4.5 Dataset Validation
Dataset validation is an essential phase of the data publishing endeavour since it is expected to somehow contribute to assess the “quality” of the dataset. Its real meaning is at the moment among the most debated and undefined data publishing phases. It refers to any process aiming at assessing the “cogency” or “soundness” of the published data. Very often this validation is intended to share commonalities and objectives with the peer review process applied in literature (Lawrence et al., 2011; Mayernik et al., 2014). However, differently from the peer-review of papers, there are no shared established criteria on how to conduct such review and on what data quality is. Actually, it has been observed that the use of the term “peer review” for datasets is causing some false expectations (Parsons and Fox, 2013; Candela et al., 2015).

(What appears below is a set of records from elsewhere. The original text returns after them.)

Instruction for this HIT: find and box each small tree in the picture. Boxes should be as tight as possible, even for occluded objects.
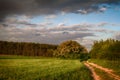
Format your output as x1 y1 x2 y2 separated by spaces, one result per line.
54 40 88 59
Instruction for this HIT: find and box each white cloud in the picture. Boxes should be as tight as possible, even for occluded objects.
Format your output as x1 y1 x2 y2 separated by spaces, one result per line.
45 14 57 19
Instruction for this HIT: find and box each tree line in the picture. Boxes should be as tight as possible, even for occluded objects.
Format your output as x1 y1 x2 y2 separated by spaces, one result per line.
0 41 58 57
90 39 120 60
0 40 88 61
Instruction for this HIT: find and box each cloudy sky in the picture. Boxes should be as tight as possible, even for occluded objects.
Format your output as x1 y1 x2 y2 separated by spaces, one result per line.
0 0 120 49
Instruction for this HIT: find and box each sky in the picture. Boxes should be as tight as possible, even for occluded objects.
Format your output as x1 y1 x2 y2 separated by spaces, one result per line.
0 0 120 50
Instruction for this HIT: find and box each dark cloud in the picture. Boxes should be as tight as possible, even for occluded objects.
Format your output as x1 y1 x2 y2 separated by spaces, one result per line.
0 0 119 21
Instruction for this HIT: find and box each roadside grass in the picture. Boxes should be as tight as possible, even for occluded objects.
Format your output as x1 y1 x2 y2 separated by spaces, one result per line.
89 59 120 75
94 68 115 80
0 56 93 80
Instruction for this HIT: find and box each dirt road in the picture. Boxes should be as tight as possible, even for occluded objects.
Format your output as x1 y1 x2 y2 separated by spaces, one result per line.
84 62 101 80
85 62 120 80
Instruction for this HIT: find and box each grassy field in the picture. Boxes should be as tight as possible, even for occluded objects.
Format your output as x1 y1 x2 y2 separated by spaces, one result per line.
89 59 120 75
0 56 93 80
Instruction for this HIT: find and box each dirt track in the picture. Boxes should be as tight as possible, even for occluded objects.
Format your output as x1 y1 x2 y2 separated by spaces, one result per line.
84 62 120 80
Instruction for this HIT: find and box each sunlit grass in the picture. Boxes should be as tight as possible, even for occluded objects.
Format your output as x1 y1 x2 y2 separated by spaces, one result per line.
0 57 92 80
89 59 120 75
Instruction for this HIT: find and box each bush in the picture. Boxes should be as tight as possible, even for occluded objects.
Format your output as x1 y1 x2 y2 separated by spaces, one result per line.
54 40 88 59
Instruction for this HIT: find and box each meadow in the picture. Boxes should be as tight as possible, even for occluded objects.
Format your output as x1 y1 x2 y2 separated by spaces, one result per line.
89 59 120 75
0 56 93 80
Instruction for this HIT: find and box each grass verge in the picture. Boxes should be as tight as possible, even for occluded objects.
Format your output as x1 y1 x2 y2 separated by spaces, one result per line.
0 56 93 80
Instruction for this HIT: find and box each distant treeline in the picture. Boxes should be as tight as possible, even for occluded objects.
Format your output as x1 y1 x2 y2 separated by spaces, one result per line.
0 41 58 57
90 39 120 60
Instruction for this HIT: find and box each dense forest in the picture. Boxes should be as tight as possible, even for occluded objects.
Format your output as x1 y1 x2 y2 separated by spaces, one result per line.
0 41 58 57
90 39 120 60
0 40 88 59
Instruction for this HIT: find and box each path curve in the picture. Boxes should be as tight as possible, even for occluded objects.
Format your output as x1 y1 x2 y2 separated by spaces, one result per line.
84 62 101 80
86 62 120 80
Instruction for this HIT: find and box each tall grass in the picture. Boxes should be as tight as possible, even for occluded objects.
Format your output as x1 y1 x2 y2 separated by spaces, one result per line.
0 55 92 80
89 59 120 75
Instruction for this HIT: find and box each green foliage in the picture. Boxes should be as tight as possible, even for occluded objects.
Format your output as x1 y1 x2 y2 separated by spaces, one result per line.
90 39 120 60
0 41 57 57
54 40 87 59
0 57 93 80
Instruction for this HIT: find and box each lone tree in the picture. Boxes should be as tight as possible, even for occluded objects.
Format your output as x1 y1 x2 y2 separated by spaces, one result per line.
54 40 88 59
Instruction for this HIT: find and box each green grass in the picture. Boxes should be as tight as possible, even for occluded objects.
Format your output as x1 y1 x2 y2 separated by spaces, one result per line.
94 68 115 80
0 56 93 80
89 59 120 75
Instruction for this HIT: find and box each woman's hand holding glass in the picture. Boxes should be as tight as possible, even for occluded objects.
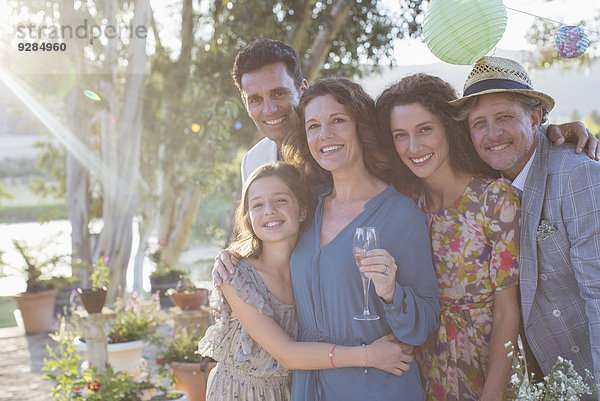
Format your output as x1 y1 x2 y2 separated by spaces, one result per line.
359 249 398 304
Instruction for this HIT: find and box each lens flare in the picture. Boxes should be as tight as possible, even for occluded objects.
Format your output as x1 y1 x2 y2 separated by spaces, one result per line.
83 89 102 102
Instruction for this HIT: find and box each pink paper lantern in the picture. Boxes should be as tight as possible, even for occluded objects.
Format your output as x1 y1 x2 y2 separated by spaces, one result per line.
555 25 590 58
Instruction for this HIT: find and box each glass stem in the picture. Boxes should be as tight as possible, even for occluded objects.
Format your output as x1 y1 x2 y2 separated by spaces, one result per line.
363 278 371 316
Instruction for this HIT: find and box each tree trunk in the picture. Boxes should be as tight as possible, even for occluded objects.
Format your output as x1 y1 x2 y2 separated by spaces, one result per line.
100 0 150 302
286 0 314 54
158 0 203 267
162 188 203 267
303 0 352 82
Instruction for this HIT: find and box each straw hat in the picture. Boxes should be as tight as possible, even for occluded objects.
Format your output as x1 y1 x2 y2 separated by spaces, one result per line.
448 57 554 111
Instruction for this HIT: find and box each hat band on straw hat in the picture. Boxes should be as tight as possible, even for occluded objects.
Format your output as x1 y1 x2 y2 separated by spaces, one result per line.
463 79 533 96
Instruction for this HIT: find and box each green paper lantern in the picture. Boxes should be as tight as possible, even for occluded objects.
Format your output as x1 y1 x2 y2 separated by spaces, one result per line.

Scientific data repositories help the dataset validation phase by offering practices and services for both dataset pre-publication and post-publication validation. The former is a sort of preventive assessment aiming at avoiding that “poor quality” datasets are published, it is a sort of quality assurance involving both the data owner and the repository acting as data publisher. The latter is a validation resulting from feedback received from users trying to actually reuse the published dataset, be it positive or negative.
Repository practices. The analysed repositories support the pre-publication phase by using techniques that aim at verifying that datasets are not corrupted and that their associated metadata is syntactically correct and complete. No control is made for attesting “scientific soundness” of the dataset, e.g., scientific validity, accuracy or completeness.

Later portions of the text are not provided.